Um estudo atualizado do Serviço Geológico do Brasil (SGB) revelou novas áreas de risco para desastres naturais em duas cidades do Sul de Minas Gerais. Em Monte Sião e Ouro Fino, aproximadamente 600 pessoas residem em locais vulneráveis a deslizamentos de terra e inundações, conforme dados revisados em 2026.
Metodologia e objetivos do levantamento
As análises foram realizadas com base em estudos do solo, relevo, histórico de ocorrências e ocupação urbana. O objetivo é fornecer subsídios para que as prefeituras possam elaborar planos de prevenção e ordenamento territorial. O pesquisador do SGB, Julio Lana, explicou que o problema está diretamente ligado ao crescimento desordenado das cidades.
“O levantamento no sul de Minas identifica principalmente áreas de risco para deslizamentos, erosão, enxurradas e inundações. Muitos municípios da região têm ocupações urbanas em encostas e margens de rios, o que aumenta a exposição da população, especialmente durante chuvas intensas”, afirmou Lana.
Ele também destacou os impactos sociais e econômicos para os moradores dessas áreas. “Há risco patrimonial e à vida, interrupção de vias e outros prejuízos sociais e econômicos.”
Avanços tecnológicos e precisão dos dados
Segundo o pesquisador, a atualização de 2026 é mais precisa que levantamentos anteriores. “Utilizamos dados mais detalhados, informações mais precisas e tecnologias modernas de mapeamento e análise do terreno, o que confere maior acurácia aos mapas.”

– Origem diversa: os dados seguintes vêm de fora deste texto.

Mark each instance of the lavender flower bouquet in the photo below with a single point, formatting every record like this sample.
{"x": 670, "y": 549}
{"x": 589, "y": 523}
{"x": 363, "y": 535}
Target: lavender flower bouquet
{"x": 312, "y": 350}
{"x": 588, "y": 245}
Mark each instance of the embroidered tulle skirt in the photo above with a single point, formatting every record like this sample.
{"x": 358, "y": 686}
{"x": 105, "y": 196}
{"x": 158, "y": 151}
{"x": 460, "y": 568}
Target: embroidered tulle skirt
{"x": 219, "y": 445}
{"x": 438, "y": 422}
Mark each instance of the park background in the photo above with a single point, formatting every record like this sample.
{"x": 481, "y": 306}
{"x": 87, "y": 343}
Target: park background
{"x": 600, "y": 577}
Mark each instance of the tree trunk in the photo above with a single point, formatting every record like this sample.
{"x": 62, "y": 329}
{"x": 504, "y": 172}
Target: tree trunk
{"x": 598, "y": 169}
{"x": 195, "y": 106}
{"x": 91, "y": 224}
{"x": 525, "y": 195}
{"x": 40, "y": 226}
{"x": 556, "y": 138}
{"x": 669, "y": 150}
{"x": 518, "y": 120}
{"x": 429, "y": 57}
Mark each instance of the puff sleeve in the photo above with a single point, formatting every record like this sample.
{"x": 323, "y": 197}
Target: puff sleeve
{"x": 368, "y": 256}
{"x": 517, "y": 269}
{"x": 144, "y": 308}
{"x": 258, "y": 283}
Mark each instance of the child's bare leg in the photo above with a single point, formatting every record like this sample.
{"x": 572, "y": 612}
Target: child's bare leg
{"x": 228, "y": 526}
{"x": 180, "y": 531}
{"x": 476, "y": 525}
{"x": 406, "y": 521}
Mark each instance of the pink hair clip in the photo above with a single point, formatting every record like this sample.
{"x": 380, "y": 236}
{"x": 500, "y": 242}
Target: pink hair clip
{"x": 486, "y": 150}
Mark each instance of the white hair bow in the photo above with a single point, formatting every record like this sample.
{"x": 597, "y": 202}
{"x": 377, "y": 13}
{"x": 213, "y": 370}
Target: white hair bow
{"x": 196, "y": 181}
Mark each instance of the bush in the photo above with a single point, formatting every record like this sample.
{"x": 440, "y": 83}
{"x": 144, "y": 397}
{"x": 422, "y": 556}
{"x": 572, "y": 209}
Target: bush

Lana alertou ainda para o avanço da ocupação urbana em áreas vulneráveis. “Em alguns municípios, observamos ampliação da ocupação em áreas de risco e mudanças associadas a eventos climáticos extremos recentes.”
Monte Sião: sete pontos de risco
Em Monte Sião, foram identificadas sete áreas com risco geológico: seis de alto risco e uma de muito alto risco. Cerca de 450 pessoas vivem nesses locais. Os pontos mapeados incluem a Avenida Universo, ruas Padre Reinaldo, Usina Velha, José Matias, Peru e João de Lima Cardoso. Os principais problemas são deslizamentos, queda de blocos e risco de inundação.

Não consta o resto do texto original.